ーテレワークの増加で、海が見える家に住みたいという方は増えましたか? 鎌倉市にある当社の場合は、問い合わせがコロナ前と比べて1.7倍に増えました。現在は紹介できる物件がなく、物件価格もかなり高騰しています。ーどの地域に住んでいる方が鎌倉市に移住するのでしょうか? 東京や埼玉からの移住が多い印象です。鎌倉は東京からのアクセスがよく自然も多いため、現在の働き方に適した場所と捉える方が多いのでしょう。
人気の間取りタイプにも変化が
ー移住する方はやはりファミリー層が多いのでしょうか? 移住する方はファミリー層だけでなくカップルや一人暮らしの方などさまざまという印象ですが、コロナ前とコロナ後では人気の間取りタイプに変化があると感じます。 コロナ前は一人暮らしであれば1Rや1Kで十分という方が多かった一方、コロナ後には1DKや1LDKといった間取りが人気になっています。ーなぜ人気の間取りタイプに変化が生じているのでしょうか? 仕事用の部屋とプライベートの部屋を分けたいという方が多いためです。働き方が変化したため、求められる住宅のタイプも変わっていることがわかります。
海が見える家ならどこでもいい?理想の暮らし方を考えよう
ー海が見える家を選ぶうえで注意したいポイントはなんですか? 海と一言でいっても、海水浴場でにぎわう海もあれば人気のない静かな海など種類はさまざま。
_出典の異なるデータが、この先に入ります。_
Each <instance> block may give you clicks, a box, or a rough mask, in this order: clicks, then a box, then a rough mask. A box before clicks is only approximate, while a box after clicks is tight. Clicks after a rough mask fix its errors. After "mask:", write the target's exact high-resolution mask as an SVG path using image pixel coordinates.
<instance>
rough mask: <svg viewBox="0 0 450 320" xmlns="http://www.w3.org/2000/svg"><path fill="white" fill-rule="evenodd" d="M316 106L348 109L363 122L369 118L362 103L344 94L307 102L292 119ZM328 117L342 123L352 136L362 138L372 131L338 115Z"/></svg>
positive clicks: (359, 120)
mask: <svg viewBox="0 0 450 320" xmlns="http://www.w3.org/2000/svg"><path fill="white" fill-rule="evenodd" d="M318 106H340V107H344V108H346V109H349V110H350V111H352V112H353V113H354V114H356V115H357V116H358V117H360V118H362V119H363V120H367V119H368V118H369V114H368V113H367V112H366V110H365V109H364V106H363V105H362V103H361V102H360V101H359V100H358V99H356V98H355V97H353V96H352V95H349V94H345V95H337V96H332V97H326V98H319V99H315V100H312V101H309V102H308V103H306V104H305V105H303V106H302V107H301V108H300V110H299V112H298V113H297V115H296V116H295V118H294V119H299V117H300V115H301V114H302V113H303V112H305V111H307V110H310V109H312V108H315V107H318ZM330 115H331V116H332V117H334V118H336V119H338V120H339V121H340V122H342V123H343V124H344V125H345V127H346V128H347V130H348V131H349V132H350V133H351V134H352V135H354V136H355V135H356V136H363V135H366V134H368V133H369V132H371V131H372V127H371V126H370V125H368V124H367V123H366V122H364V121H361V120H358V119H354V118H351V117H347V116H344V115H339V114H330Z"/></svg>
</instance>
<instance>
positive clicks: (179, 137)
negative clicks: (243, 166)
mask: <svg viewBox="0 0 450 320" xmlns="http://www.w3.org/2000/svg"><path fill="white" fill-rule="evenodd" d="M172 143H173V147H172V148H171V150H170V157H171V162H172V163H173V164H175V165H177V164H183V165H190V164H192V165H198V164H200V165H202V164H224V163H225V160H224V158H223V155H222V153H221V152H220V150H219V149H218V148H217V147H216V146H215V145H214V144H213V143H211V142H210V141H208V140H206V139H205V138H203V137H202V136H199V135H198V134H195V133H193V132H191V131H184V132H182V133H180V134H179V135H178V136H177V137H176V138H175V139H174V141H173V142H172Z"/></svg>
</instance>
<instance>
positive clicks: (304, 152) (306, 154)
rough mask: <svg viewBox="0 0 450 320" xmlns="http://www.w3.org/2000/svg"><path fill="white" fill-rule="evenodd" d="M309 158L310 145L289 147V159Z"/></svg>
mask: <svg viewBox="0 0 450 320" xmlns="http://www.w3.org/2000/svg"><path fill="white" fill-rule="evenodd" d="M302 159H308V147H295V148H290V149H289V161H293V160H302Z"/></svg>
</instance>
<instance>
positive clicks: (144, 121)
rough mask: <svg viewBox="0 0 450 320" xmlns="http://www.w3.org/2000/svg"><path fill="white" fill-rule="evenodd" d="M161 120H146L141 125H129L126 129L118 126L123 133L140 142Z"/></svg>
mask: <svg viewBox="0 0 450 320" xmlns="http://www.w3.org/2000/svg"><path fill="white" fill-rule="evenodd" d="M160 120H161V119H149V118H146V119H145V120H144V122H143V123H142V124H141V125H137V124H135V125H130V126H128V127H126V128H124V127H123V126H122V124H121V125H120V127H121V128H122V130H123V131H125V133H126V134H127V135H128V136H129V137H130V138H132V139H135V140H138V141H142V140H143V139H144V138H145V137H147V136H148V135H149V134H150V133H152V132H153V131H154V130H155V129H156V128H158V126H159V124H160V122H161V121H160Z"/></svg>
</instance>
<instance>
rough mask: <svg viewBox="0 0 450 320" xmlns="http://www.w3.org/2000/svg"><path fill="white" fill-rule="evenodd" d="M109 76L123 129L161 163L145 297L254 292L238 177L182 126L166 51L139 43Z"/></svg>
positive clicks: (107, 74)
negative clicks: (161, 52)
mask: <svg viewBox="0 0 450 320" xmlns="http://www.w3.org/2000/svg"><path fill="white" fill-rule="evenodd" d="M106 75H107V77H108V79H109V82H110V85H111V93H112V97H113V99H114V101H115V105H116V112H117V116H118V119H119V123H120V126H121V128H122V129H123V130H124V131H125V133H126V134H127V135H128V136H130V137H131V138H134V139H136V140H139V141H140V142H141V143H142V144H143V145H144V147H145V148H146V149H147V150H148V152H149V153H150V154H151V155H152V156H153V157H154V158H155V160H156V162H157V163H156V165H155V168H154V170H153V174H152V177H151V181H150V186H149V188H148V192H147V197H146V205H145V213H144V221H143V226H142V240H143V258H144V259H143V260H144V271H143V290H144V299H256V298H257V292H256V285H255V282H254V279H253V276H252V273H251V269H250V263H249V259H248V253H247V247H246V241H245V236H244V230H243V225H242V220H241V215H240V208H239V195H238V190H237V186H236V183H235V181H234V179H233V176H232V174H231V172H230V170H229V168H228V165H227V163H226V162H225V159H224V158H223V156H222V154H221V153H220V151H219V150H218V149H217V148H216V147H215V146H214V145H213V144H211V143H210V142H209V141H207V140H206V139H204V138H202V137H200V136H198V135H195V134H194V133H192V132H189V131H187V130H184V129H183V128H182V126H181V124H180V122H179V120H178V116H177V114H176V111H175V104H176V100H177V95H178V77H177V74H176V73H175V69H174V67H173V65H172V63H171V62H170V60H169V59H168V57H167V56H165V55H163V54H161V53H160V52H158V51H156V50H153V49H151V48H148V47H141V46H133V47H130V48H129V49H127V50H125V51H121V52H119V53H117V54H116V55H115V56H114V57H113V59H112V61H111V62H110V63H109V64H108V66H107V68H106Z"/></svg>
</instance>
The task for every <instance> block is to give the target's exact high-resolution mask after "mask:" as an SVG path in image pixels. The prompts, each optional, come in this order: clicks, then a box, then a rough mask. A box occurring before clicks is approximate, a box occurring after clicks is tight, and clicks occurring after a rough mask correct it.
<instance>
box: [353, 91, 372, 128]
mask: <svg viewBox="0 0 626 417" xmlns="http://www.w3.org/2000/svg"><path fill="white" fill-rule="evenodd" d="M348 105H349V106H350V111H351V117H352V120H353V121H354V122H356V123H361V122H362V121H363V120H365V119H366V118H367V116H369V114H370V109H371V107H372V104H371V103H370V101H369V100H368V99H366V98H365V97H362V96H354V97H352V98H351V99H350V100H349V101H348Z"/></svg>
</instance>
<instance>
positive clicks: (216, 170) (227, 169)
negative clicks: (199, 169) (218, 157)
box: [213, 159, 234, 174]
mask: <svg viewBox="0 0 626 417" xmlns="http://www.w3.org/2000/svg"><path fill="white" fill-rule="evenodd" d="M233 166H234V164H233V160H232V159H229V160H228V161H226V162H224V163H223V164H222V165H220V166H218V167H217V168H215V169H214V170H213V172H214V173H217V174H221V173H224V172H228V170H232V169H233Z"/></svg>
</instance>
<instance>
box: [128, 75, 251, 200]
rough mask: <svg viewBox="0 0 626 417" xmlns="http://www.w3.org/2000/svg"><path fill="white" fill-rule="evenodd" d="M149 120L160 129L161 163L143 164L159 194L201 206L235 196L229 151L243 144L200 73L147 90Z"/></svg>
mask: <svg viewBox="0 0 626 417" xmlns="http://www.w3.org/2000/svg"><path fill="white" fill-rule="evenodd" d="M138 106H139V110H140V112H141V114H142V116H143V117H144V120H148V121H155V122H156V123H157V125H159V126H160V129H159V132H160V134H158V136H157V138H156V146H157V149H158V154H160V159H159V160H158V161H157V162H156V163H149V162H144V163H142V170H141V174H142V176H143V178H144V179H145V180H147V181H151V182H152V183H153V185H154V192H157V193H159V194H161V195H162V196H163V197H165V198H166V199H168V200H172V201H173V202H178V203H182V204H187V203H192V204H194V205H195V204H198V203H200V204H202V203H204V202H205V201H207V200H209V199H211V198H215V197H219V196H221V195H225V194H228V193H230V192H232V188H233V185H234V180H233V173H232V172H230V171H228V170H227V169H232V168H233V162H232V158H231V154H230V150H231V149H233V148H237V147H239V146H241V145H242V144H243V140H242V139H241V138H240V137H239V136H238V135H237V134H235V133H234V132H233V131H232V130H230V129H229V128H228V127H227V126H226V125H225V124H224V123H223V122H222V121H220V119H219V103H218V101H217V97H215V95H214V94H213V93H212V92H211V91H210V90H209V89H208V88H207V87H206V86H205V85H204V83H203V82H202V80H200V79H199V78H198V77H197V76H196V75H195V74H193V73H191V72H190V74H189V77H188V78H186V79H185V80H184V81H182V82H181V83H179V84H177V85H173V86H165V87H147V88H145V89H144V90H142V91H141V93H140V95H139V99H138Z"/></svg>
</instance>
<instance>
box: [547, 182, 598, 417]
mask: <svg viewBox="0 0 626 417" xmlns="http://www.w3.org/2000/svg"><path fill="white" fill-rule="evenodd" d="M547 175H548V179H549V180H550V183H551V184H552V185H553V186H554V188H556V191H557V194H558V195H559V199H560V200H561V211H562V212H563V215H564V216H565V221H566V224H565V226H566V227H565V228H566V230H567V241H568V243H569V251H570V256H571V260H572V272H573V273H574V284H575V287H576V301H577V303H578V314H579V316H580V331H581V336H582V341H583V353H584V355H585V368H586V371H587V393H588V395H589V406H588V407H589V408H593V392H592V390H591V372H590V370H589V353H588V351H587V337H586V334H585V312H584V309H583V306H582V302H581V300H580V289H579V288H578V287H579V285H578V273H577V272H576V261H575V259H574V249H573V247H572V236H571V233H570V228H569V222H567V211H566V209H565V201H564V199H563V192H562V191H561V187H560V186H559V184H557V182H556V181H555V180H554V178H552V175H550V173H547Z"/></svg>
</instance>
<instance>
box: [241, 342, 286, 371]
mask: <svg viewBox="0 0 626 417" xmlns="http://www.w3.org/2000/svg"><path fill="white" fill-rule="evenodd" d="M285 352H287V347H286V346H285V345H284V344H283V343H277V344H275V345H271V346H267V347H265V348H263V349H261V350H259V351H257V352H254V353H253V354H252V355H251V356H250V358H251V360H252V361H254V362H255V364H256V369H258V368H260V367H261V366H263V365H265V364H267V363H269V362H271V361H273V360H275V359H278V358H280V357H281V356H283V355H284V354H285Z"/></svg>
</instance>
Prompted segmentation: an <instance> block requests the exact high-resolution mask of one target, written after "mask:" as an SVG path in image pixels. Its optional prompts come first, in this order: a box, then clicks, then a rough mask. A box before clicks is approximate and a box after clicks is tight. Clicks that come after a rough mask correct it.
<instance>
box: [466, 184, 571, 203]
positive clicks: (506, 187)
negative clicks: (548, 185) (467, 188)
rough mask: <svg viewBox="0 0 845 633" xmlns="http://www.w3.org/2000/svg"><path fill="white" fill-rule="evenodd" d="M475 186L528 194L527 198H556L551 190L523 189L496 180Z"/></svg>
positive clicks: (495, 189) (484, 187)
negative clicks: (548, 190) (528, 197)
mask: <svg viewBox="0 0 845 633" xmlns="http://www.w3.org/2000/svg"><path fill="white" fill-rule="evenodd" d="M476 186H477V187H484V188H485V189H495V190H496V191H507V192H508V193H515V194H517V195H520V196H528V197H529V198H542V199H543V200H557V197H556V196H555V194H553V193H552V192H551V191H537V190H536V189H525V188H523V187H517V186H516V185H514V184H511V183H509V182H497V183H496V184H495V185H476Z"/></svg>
静かな海でゆったりと過ごしたい、海水浴場で思いっきり泳ぎたいなど、理想の暮らし方をイメージしながら海が見える家を探しましょう。
まとめ
今回は海が見える家に住むメリットやデメリット、最近の動向などをお聞きしました!リモートワークの普及で住む場所を選びやすくなった一方、理想の暮らし方を叶えながらもデメリットや注意点を把握し、リスクに備えることが大切です。 海が見える家を検討されている方は、ぜひ参考にしてみてください!